Functional Capacity, Health-related Quality-of-life and Cardiac Biomarker Improvement with Tafamidis in the Tafamidis in Transthyretin Cardiomyopathy Clinical Trial (ATTR-ACT)

Abstract

Introduction In the Tafamidis in Transthyretin Cardiomyopathy Clinical Trial (ATTR-ACT), tafamidis significantly reduced all-cause mortality and cardiovascular-related hospitalizations in patients with transthyretin amyloid cardiomyopathy (ATTR-CM). Tafamidis inhibits formation of amyloid and may result in improvement of additional endpoints associated with disease stage. Hypothesis Patients with ATTR-CM treated with tafamidis are more likely to show improvement in functional capacity, health related quality-of-life and cardiac biomarkers compared with patients treated with placebo.
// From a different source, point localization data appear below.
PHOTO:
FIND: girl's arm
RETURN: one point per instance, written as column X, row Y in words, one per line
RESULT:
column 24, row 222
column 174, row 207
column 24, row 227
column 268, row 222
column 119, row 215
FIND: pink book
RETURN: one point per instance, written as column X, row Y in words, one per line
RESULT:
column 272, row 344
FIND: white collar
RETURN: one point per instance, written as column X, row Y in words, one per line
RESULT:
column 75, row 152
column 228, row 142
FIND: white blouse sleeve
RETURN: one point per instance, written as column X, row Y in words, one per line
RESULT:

Methods In ATTR-ACT, 441 adult patients with ATTR-CM (variant or wild-type) were randomized (2:1:2) to tafamidis 80 mg, tafamidis 20 mg, or placebo for 30 months, with pooled tafamidis (80mg and 20mg; n = 264) compared with placebo (n = 177). In this post-hoc analysis, change from baseline to Month 30 was assessed to determine the proportion of patients who improved in: 6-minute walk test distance (6MWT); Kansas City Cardiomyopathy Questionnaire-Overall Summary (KCCQ-OS) score; Patient Global Assessment (PGA); NYHA class; and NT-proBNP concentration. Results In total, 33.5% of tafamidis-treated patients had an improved 6MWT distance, compared with 12.9% of placebo-treated patients. KCCQ-OS score improved in 41.8% of patients treated with tafamidis compared with 21.4% with placebo. As reported on the PGA, a greater proportion of patients were ‘very much improved’, ‘much improved’, or ‘minimally improved’ with tafamidis (42.3%) compared with placebo (23.8%). For patients with baseline NYHA Class II, 8.2% of tafamidis-treated patients and 3.7% of placebo-treated patients improved to Class I. There was a greater proportion of patients whose NT-proBNP concentration decreased with tafamidis (37.6%) compared with placebo (12.5%). Conclusions ATTR-CM is a progressive disease for which either stabilization or improvement indicates an efficacious treatment. In ATTR-ACT over one-third of patients at Month 30 had improvements in measures of functional capacity, health-related quality of life, and cardiac biomarkers. These data provide evidence of clinical improvement for patients with ATTR-CM treated with tafamidis, in addition to the benefits in survival and reduced cardiovascular hospitalization.